Monday, October 18, 2010

Brain Report: Ohio Grants for Grads

Ohio's latest brain drain boondoggle is back in the news. The Grants for Grads program has been a bit of a disappointment. Still, Governor Ted Strickland is tying himself to the initiative in a bid to win reelection:

"Grants for Grads is one creative way to encourage talented young people to call Ohio home, but it's only one way," Gov. Ted Strickland said.

Recent college graduates won't buy a house in a community if they don't have a job, Strickland said. He said other state programs are aimed at encouraging job-creation.

The home-buying program offers a grant worth up to 2.5 percent of the purchase price and a lower interest rate on a 30-year loan. To be eligible, applicants must have earned a college degree within the past 18 months and have graduated from an Ohio high school. The college degree can be anything from an associate to a graduate degree from a school inside or outside the state.

The money can be used toward a down payment or closing costs. It doesn't have to be repaid as long as the buyers live in Ohio for five years. If they don't, the state uses a lien on the house to recoup money.

Since last October, 120 recent college graduates have received assistance through the program. Of those, 90 percent have been between the ages of 20 and 30. The majority - 83 percent - have been white.
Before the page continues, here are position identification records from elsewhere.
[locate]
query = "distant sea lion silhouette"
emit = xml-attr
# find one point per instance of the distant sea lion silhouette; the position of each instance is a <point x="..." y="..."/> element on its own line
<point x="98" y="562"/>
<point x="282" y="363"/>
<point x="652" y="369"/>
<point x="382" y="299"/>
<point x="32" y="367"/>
And more than half had credit scores above 700 points, which is usually considered good enough to get borrowers more financing options and better interest rates, said Cindy Flaherty, director of homeownership for the Ohio Housing Finance Agency, which operates the program.

As of last week, the agency had invested $329,218 in the program, which is paid primarily through the issuance of tax-exempt mortgage-revenue bonds, Flaherty said.

Participants on average received $3,076 in down-payment assistance and paid $120,205 for their homes, she said.

I'm trying to figure out how Ohio can measure success. What if those who used over $300,000 in state money would have stayed regardless? I'm sure real estate agencies are in love with the subsidy. I smell quid pro quo in terms of campaign contributions.

Fighting brain drain is also popular with the voters. Strickland knows this. Neither party is above serving red herring to the public. It's bad policy and Ohio deserves better.